The Senate plans to cut banking regulations passed as a response to the 2008 financial crash. According to the Washington Post, more than a dozen Democrats will join Republicans in this initiative, which is most likely to move forward.
In 2008, the United States entered an economic depression, and to fix this problem, Congress passed sweeping banking regulations, which the Washington Post called “one of President Barack Obama’s largest legislative achievements.”
The Washington Post said that Congress’ desire to end the current bank regulations is a sign that the financial industry has clout not only with Republicans but Democrats as well.
“Congress’s appetite for pulling back bank regulations shows the renewed clout of the financial sector in Washington, not just in the GOP but also among Democrats.

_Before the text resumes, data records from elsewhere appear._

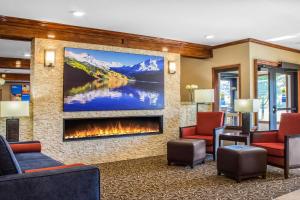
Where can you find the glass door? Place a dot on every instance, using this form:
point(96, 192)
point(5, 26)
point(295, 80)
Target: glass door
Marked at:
point(228, 92)
point(277, 91)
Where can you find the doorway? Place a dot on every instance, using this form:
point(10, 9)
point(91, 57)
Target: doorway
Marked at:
point(277, 90)
point(226, 83)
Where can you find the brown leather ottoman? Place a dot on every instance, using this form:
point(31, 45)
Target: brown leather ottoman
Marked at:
point(186, 151)
point(241, 161)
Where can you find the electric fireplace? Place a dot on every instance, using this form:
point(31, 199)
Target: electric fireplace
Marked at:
point(88, 128)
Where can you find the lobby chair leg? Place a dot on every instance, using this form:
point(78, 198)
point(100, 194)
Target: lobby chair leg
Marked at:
point(286, 173)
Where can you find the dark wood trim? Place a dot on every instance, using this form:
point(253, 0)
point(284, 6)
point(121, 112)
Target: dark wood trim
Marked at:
point(26, 29)
point(215, 83)
point(256, 64)
point(231, 43)
point(11, 63)
point(257, 42)
point(17, 77)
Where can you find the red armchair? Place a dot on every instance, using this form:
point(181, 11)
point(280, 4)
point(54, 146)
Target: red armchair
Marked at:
point(283, 145)
point(209, 126)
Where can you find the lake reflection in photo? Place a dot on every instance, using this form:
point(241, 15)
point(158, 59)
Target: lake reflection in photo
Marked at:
point(97, 80)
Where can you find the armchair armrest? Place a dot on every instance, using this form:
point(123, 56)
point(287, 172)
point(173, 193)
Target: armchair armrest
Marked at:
point(292, 150)
point(187, 131)
point(25, 147)
point(68, 184)
point(263, 136)
point(217, 132)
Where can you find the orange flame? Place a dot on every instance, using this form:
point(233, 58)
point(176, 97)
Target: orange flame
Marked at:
point(113, 129)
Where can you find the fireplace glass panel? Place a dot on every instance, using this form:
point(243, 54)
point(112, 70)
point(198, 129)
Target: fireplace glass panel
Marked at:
point(109, 127)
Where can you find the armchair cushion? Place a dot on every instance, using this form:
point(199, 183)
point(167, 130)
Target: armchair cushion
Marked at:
point(187, 131)
point(208, 139)
point(25, 147)
point(208, 121)
point(273, 149)
point(264, 136)
point(8, 162)
point(289, 125)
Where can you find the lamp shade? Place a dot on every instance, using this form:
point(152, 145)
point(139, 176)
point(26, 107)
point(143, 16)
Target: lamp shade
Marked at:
point(204, 95)
point(246, 105)
point(14, 108)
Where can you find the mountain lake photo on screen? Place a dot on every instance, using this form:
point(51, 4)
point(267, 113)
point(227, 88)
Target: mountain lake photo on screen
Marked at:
point(96, 80)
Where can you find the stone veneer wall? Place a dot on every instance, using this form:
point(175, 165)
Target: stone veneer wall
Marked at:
point(47, 97)
point(25, 128)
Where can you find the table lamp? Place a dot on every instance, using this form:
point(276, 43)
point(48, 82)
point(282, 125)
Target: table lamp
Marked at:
point(246, 107)
point(204, 97)
point(12, 110)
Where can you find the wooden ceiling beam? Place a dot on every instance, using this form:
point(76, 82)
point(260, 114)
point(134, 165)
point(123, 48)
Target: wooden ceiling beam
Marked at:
point(17, 77)
point(25, 29)
point(11, 63)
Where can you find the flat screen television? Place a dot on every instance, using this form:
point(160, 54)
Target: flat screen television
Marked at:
point(96, 80)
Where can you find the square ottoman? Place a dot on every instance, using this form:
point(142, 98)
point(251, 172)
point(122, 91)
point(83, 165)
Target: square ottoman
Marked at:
point(186, 151)
point(241, 161)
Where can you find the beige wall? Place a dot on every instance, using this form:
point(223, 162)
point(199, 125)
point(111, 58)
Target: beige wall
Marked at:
point(197, 71)
point(47, 96)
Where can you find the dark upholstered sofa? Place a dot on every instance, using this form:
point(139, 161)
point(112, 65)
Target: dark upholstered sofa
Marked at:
point(26, 174)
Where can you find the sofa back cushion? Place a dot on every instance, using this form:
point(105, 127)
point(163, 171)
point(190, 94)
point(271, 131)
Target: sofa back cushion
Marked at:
point(8, 162)
point(289, 125)
point(208, 121)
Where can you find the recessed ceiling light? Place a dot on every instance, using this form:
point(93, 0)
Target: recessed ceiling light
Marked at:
point(286, 37)
point(165, 49)
point(27, 55)
point(52, 36)
point(18, 63)
point(209, 37)
point(78, 13)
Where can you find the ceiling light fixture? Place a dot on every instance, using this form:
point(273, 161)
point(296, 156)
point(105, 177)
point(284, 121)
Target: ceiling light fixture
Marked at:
point(286, 37)
point(78, 13)
point(208, 37)
point(165, 49)
point(27, 55)
point(18, 64)
point(51, 36)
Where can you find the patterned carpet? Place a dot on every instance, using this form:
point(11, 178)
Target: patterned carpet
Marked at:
point(151, 178)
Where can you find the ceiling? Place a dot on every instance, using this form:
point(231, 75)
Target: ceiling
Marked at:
point(189, 20)
point(14, 49)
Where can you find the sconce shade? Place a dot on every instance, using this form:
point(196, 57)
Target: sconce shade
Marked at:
point(14, 108)
point(49, 58)
point(204, 96)
point(172, 67)
point(246, 105)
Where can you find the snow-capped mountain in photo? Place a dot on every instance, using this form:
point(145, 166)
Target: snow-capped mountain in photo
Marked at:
point(84, 57)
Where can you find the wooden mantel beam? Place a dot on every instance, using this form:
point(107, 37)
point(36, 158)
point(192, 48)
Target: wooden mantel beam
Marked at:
point(25, 29)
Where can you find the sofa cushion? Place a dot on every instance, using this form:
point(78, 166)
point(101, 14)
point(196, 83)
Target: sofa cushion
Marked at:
point(8, 162)
point(289, 125)
point(208, 138)
point(26, 147)
point(208, 121)
point(35, 160)
point(274, 149)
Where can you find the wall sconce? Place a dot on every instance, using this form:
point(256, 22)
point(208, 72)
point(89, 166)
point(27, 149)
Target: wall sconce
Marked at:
point(49, 58)
point(18, 64)
point(172, 67)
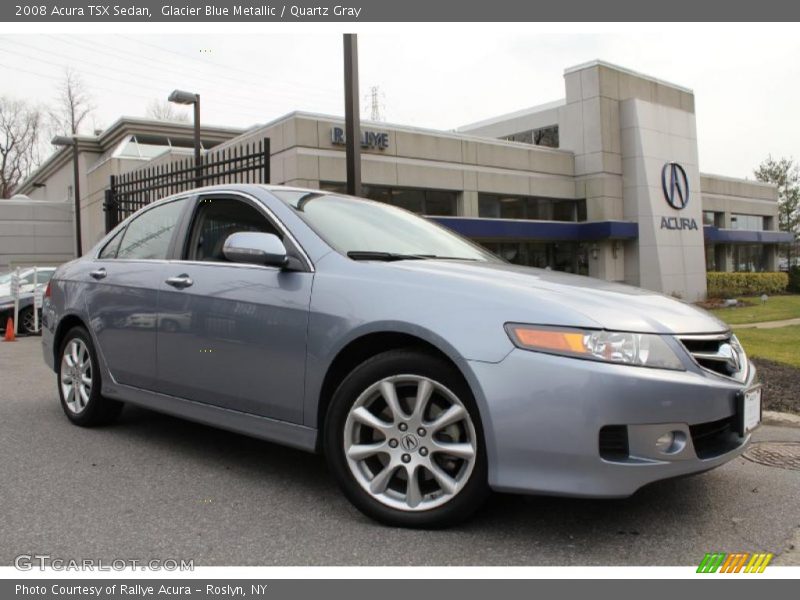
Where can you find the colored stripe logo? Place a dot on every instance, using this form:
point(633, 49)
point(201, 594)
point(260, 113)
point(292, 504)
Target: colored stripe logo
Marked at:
point(737, 562)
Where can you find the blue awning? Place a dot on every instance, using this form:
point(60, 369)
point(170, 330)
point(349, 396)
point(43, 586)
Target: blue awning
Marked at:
point(740, 236)
point(540, 230)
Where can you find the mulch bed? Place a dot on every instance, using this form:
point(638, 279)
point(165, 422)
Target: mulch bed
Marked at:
point(781, 386)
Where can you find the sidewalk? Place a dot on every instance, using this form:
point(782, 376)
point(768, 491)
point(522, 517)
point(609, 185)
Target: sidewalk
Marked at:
point(768, 324)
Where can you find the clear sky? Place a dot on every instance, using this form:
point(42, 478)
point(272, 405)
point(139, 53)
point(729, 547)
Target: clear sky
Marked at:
point(746, 79)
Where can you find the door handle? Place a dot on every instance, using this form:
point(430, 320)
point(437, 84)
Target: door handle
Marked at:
point(180, 281)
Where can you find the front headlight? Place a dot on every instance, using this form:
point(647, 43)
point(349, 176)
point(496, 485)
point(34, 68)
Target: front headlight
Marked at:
point(639, 349)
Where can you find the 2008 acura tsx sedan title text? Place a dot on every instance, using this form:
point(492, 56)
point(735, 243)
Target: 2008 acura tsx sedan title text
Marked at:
point(427, 370)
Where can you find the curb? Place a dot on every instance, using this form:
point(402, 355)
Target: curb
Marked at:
point(773, 417)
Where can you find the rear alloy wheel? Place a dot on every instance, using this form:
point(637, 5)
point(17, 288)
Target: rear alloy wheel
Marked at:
point(408, 444)
point(27, 322)
point(79, 382)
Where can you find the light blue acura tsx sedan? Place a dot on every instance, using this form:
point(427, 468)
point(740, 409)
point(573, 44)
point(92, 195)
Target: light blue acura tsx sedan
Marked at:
point(427, 370)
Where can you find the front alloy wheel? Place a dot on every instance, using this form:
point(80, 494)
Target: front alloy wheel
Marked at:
point(410, 443)
point(403, 439)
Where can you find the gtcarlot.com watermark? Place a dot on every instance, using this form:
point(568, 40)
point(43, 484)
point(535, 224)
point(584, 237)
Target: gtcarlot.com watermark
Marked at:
point(42, 562)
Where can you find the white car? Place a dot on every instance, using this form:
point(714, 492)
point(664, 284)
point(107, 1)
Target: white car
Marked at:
point(27, 322)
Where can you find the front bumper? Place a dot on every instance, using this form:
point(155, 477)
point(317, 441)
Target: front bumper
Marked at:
point(543, 416)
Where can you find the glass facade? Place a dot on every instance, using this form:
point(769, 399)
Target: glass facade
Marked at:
point(423, 202)
point(748, 222)
point(572, 257)
point(749, 257)
point(712, 218)
point(543, 136)
point(497, 206)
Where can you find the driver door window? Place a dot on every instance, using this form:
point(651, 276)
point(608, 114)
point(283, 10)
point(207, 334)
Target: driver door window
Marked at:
point(216, 219)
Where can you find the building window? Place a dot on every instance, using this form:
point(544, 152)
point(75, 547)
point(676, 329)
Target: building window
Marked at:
point(713, 218)
point(571, 257)
point(543, 136)
point(497, 206)
point(749, 257)
point(711, 258)
point(422, 202)
point(748, 222)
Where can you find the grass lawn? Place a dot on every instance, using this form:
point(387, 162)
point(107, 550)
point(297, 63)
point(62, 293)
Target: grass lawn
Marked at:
point(776, 308)
point(780, 345)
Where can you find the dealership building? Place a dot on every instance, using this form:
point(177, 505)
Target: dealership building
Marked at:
point(605, 182)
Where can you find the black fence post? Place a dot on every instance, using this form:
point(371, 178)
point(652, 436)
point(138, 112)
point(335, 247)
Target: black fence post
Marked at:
point(266, 161)
point(135, 189)
point(110, 206)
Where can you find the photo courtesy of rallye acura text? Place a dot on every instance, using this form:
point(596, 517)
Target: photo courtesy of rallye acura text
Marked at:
point(427, 370)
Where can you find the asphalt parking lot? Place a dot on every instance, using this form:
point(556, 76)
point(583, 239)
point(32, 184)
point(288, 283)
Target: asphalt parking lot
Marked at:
point(153, 486)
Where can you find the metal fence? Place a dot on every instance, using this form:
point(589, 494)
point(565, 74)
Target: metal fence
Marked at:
point(127, 193)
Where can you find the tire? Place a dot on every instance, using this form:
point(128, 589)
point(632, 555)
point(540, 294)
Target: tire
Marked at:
point(398, 466)
point(26, 322)
point(81, 399)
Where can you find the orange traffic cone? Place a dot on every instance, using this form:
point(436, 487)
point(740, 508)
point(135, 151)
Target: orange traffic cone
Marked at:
point(10, 337)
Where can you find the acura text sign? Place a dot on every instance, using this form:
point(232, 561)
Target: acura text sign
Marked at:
point(369, 139)
point(675, 186)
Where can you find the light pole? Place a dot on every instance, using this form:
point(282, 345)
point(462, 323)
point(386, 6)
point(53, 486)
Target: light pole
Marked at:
point(181, 97)
point(63, 140)
point(352, 128)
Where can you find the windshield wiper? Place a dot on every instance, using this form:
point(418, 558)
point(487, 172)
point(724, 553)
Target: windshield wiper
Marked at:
point(386, 256)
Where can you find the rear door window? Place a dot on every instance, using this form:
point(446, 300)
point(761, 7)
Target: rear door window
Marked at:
point(148, 236)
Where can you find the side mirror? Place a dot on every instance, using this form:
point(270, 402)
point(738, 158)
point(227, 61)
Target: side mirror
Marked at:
point(254, 247)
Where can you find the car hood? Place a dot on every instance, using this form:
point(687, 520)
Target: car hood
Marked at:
point(583, 301)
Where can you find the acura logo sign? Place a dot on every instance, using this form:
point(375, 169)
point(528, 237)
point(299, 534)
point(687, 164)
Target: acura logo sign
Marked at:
point(675, 184)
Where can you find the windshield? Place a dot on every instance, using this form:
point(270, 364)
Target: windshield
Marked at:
point(359, 228)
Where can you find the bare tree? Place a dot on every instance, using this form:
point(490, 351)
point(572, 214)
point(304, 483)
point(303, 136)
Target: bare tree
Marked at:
point(20, 130)
point(784, 173)
point(161, 110)
point(73, 105)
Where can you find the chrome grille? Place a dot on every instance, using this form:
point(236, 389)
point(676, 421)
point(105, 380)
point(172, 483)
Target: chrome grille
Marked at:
point(719, 353)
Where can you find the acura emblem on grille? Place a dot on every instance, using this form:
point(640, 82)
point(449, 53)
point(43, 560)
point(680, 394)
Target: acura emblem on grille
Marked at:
point(730, 356)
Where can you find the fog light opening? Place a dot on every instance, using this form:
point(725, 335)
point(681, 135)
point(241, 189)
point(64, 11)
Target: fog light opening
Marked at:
point(671, 442)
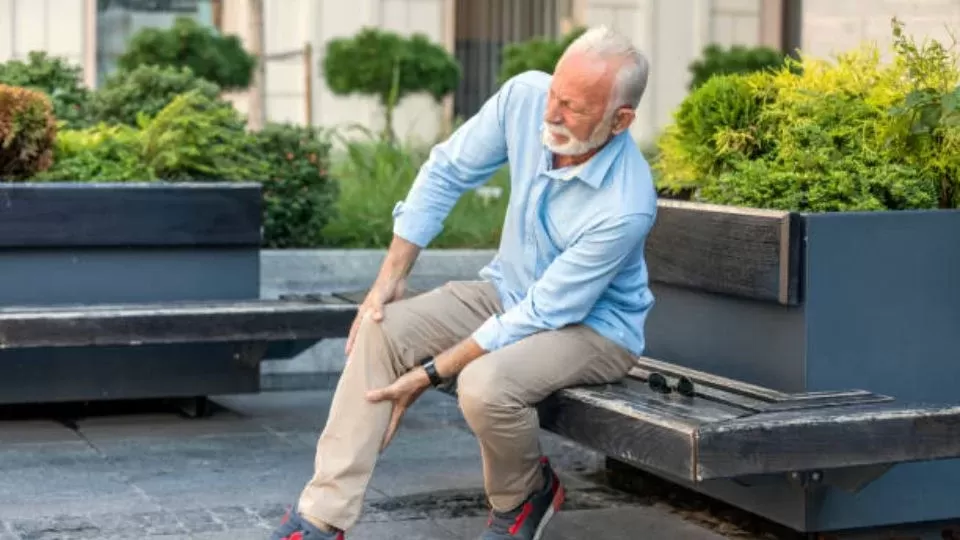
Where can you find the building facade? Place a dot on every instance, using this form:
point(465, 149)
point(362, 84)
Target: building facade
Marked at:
point(671, 32)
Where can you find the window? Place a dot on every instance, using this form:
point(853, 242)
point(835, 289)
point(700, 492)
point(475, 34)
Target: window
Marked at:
point(484, 27)
point(118, 20)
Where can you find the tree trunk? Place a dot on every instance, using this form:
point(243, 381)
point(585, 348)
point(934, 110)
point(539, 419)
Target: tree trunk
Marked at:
point(256, 118)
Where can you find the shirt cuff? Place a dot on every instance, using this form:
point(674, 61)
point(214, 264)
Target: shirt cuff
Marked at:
point(417, 231)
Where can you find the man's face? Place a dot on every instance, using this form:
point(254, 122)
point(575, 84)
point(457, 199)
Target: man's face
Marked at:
point(574, 121)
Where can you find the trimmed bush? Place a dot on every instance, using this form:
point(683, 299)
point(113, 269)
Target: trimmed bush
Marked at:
point(845, 135)
point(59, 79)
point(197, 138)
point(389, 67)
point(102, 153)
point(220, 59)
point(298, 194)
point(373, 174)
point(27, 132)
point(145, 91)
point(717, 60)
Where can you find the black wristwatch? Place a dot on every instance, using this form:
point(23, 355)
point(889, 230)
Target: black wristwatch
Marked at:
point(431, 369)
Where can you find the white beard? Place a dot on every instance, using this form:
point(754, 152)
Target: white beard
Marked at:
point(575, 146)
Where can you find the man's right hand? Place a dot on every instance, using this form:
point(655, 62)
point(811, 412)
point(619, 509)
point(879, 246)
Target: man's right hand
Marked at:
point(389, 286)
point(385, 290)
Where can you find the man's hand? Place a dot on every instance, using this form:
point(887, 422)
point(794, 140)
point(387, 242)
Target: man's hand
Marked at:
point(390, 285)
point(403, 392)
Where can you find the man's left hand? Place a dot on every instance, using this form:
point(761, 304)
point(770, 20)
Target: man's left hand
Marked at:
point(403, 392)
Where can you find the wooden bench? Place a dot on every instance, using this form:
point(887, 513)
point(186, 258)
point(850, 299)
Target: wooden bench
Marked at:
point(129, 291)
point(778, 380)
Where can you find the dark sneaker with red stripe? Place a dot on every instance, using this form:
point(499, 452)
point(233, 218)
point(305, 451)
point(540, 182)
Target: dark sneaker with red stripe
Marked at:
point(294, 527)
point(528, 521)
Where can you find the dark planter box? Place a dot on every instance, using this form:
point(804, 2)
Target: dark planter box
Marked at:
point(82, 244)
point(816, 302)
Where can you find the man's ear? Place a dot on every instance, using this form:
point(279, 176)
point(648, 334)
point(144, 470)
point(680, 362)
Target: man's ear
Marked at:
point(622, 119)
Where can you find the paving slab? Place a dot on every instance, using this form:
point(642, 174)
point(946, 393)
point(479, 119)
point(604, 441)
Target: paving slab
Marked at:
point(157, 474)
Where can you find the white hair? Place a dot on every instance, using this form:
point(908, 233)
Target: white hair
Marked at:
point(631, 80)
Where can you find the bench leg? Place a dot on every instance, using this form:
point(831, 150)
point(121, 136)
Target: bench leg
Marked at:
point(195, 407)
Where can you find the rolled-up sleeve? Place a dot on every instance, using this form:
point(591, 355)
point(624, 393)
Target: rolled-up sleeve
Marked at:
point(464, 161)
point(571, 285)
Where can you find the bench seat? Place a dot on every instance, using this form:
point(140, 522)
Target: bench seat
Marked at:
point(170, 322)
point(696, 426)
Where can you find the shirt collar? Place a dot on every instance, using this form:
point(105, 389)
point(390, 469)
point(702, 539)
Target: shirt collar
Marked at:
point(593, 171)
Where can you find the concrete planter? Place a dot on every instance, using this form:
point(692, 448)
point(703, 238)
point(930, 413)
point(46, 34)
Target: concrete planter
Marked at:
point(301, 271)
point(817, 302)
point(157, 243)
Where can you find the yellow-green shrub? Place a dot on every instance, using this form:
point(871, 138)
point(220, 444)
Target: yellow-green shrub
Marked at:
point(855, 133)
point(100, 153)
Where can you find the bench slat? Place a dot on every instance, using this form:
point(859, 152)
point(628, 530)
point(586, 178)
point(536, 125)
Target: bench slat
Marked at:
point(726, 429)
point(827, 438)
point(744, 252)
point(175, 322)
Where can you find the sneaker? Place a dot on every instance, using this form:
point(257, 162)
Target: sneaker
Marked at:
point(528, 520)
point(294, 527)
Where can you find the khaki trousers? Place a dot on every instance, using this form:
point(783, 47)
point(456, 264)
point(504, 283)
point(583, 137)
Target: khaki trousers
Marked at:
point(497, 394)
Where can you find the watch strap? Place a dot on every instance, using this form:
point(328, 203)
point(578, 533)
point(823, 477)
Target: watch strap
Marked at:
point(431, 369)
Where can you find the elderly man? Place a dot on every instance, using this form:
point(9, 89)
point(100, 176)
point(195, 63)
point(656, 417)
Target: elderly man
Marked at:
point(563, 302)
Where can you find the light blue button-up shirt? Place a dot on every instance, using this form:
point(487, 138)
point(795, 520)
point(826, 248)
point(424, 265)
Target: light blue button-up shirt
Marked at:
point(572, 244)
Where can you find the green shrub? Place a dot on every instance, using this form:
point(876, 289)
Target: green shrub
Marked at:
point(389, 67)
point(27, 132)
point(852, 134)
point(56, 77)
point(373, 174)
point(717, 125)
point(198, 138)
point(716, 60)
point(540, 54)
point(101, 153)
point(220, 59)
point(145, 91)
point(298, 194)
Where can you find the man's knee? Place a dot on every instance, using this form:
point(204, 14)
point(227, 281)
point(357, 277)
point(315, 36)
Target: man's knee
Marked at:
point(480, 392)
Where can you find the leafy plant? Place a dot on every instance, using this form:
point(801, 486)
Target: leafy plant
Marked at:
point(298, 194)
point(27, 132)
point(855, 133)
point(60, 80)
point(145, 91)
point(220, 59)
point(539, 54)
point(101, 153)
point(926, 125)
point(717, 126)
point(373, 174)
point(389, 67)
point(716, 60)
point(197, 138)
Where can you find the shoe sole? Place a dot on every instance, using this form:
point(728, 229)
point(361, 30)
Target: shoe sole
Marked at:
point(555, 505)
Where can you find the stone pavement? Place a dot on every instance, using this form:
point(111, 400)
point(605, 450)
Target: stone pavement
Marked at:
point(142, 471)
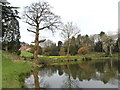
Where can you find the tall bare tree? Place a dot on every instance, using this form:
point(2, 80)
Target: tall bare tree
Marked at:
point(40, 17)
point(108, 43)
point(69, 30)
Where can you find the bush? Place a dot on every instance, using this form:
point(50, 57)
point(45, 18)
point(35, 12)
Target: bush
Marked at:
point(83, 50)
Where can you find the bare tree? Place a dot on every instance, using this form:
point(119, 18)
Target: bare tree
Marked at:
point(68, 31)
point(108, 43)
point(40, 17)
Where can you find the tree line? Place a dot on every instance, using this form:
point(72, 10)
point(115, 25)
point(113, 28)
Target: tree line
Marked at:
point(82, 44)
point(40, 17)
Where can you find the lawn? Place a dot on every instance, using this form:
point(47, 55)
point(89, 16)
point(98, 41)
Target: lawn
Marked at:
point(13, 71)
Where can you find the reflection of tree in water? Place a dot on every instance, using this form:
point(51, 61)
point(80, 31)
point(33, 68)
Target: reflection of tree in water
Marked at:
point(69, 82)
point(48, 71)
point(104, 71)
point(36, 79)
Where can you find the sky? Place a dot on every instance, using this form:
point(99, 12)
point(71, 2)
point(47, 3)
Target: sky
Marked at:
point(91, 16)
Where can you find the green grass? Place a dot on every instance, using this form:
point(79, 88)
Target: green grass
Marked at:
point(0, 69)
point(11, 71)
point(26, 54)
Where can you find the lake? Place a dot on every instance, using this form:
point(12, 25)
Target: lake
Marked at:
point(85, 75)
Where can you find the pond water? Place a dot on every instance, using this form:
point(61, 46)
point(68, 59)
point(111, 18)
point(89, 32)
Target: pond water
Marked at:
point(84, 75)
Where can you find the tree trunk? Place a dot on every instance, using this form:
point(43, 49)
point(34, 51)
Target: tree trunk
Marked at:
point(110, 51)
point(36, 48)
point(68, 49)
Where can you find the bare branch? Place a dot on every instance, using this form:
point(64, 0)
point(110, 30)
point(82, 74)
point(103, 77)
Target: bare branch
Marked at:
point(30, 23)
point(31, 31)
point(40, 41)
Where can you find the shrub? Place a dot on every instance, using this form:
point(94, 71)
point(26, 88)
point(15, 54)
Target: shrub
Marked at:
point(83, 50)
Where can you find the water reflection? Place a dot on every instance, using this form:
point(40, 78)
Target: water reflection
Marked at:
point(85, 75)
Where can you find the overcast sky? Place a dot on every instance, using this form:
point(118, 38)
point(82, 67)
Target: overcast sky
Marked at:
point(91, 16)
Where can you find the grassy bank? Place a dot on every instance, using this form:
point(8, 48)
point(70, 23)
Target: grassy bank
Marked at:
point(14, 71)
point(63, 59)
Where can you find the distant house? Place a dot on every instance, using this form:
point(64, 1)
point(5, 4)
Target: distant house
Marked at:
point(25, 48)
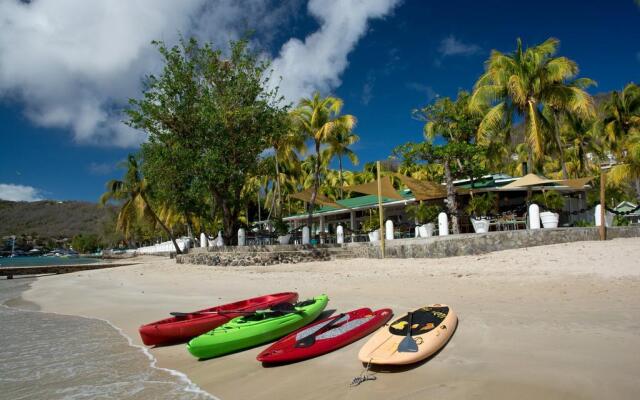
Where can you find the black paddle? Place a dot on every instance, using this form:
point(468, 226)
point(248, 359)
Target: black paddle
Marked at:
point(408, 344)
point(309, 340)
point(280, 307)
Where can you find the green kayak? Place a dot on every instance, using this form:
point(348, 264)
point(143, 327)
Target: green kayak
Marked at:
point(252, 330)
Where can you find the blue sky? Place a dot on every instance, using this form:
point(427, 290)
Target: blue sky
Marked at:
point(395, 56)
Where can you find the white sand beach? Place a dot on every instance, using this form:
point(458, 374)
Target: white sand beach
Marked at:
point(551, 322)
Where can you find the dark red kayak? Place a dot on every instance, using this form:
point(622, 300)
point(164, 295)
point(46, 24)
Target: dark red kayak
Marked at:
point(326, 335)
point(185, 327)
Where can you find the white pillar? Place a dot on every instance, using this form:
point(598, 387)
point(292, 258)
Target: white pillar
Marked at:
point(388, 230)
point(340, 234)
point(203, 240)
point(321, 229)
point(534, 216)
point(352, 217)
point(305, 235)
point(443, 224)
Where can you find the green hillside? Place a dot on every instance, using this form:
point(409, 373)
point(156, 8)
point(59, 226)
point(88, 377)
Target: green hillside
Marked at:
point(53, 219)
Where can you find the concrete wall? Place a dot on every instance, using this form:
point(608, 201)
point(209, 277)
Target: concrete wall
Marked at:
point(480, 243)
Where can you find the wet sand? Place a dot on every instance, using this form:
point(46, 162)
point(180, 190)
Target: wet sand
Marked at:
point(553, 322)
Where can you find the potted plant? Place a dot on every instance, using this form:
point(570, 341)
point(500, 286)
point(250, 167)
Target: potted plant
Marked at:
point(551, 201)
point(478, 208)
point(372, 225)
point(282, 230)
point(425, 215)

Eight years after nearly every Senate Democrat backed a sweeping set of new rules for financial firms large and small, the party is now split, with moderates, several of them facing tough midterm election contests, working with the opposing party,” the Washington Post said.
The new bill will exempt financial institutions with assets between $50 billion and $250 billion from scrutiny from the Federal Reserve, and supporters of the legislation said that this would bring relief to companies that were treated like their larger counterparts. Critics said that removing this oversight could lead to problems that led to the 2008 recession, mainly predatory lending and investing.
“On the 10th anniversary of an enormous financial crash, Congress should not be passing laws to roll back regulations on Wall Street banks,” Senator Elizabeth Warren, a Democrat, said. “The bill permits about 25 of the 40 largest banks in America to escape heightened scrutiny and to be regulated as if they were tiny little community banks that could have no impact on the economy.”
While Republicans are all in favor of the bill, not all Democrats agree with Warren. Senator Jon Tester, a Democrat, said banks in Montana have been going out of business because of over-regulation created by Dodd-Frank, and he wanted to see a change, which he said would only affect smaller banks and not Wall Street.
“The Main Street banks, community banks and credit unions didn’t create the crisis in 2008, and they were getting heavily regulated,” Tester said.
The Senate is slated to vote on this initiative this week. The bill is led by the GOP.